Planet Pluto | Solar System | The Utah Skies Report
Pluto is rising before midnight, giving you the time you'll need to seek this faintest of planets. To know you've seen Pluto is going to require observations over several nights, carefully noting star patterns until you see one point of light move relative to the others: that's Pluto!!! But don't try this at home kids, unless you have some serious aperture, because at mag 15+, you're gonna need it!
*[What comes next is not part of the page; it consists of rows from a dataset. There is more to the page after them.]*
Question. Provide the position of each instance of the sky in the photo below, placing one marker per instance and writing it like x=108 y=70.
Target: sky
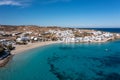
x=66 y=13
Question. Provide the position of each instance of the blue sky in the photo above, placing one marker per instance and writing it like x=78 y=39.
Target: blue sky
x=82 y=13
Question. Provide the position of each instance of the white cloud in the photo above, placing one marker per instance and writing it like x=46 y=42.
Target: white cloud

This image of Pluto and its moon Charon was taken by the Hubble Space Telescope, showing the improved performance of a space-based observational platform over ground-based telescopes.
Facts & Figures
Long considered to be the smallest, coldest, and most distant planet from the Sun, Pluto may also be the largest of a group of objects that orbit in a disk-like zone of beyond the orbit of Neptune called the Kuiper Belt. This distant region consists of thousands of miniature icy worlds with diameters of at least 1,000 km and is also believed to be the source of some comets.
Discovered by American astronomer Clyde Tombaugh in 1930, Pluto takes 248 years to orbit the Sun. Pluto's most recent close approach to the Sun was in 1989. Between 1979 and 1999, Pluto's highly elliptical orbit brought it closer to the Sun than Neptune, providing rare opportunities to study this small, cold, distant world and its companion moon, Charon.
Most of what we know about Pluto we have learned since the late 1970s from Earth-based observations, the Infrared Astronomical Satellite (IRAS), and the Hubble Space Telescope. Many of the key questions about Pluto, Charon, and the outer fringes of our solar system await close-up observations by a robotic space flight mission.